不是大殿的钟,是寺门的方向。那种老式铁钟的声音,当当当,敲得很急。
“灵车。”了空说,“你们该走了。”
六个人互相看了一眼。
刀哥第一个冲出去。其他人跟上。林涵走最后,走到院门口,回头看了一眼。
了空还站在那间小屋门口,佝偻着背,看着他们。月光下,他像一个真正的老人,老得快散架了。
“了空。”林涵说。
了空抬起头。
林涵想说点什么,但没说出来。他顿了一下,转身走了。
六个人穿过院子,穿过斋堂,穿过那条青石路,冲到寺门口。
寺门大开着。
门外停着一辆车——黑色灵车,跟来的时候一模一样。驾驶座上坐着那个纸人,还是一百八十度扭着头,看着他们。
但这次,后门开着。
“上车!”刀哥第一个跳上去。
陈宇扶着老吴上,苏晴拉着小琳上。

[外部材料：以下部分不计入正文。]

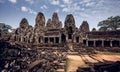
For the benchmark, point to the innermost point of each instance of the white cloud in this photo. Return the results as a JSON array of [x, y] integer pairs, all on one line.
[[13, 1], [67, 1], [62, 5], [72, 8], [24, 9], [29, 10], [54, 2], [44, 7], [86, 1], [57, 10], [90, 4], [30, 1], [67, 10]]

林涵最后一个,一只脚踩上车,突然停住了。
他回头。
寺门口,站着一个人。
灰衣服,光头,佝偻着背,是了空。
他站在那儿,没过来,只是看着。
林涵看着他,忽然想起一件事——那本纪事的最后一页,那句话:
“若你读到此处,且听我一言。规则第七条,‘留下来做伴’——非指死者,乃指生者。”
他懂了。
了空就是那个“留下来做伴”的人。不是鬼,是人。活了三十年,困了三十年,最后亲手送走了自己的徒弟,一个人留下。
“走不走?”刀哥在车里喊。
林涵上了车。
车门“砰”一声关上。
纸人把脑袋转回去,发动了车。灵车沿着山路往下开,越开越快,越开越颠。车窗外面黑漆漆的,什么都看不见,只有车轮轧过石头的声音。
陈宇松了一口气:“出来了?咱们出来了?”
没人回答他。
林涵靠在座椅上,闭着眼。他脑子里在过这几天的事——规则、尸体、小沙弥、了空、那些无面人……
他突然睁开眼。
无面人。
那七个无面人,如果都是以前活下来的人,那了空呢?了空也是活下来的人,为什么他有脸?
车突然停了。
纸人回过头,那张画出来的脸对着他们:“到——了——”
车门自动打开。
外面是一条公路,路灯亮着,偶尔有车开过。远处能看到城市的灯光。
真的回来了。
陈宇第一个跳下车,站在路边大口喘气。老吴腿软,扶着车门慢慢下来。苏晴扶着小琳下来,小琳脸色还是很白,但比在寺里好多了。
刀哥下来后,回头看着林涵:“走啊。”
林涵下了车。
灵车关上门,发动,开走。很快消失在夜色里。
六个人站在路边,谁都没说话。
过了很久,陈宇说:“咱们……真的出来了?”
“出来了。”老吴说,“活下来了。”
陈宇突然笑了,笑着笑着,蹲下去哭了。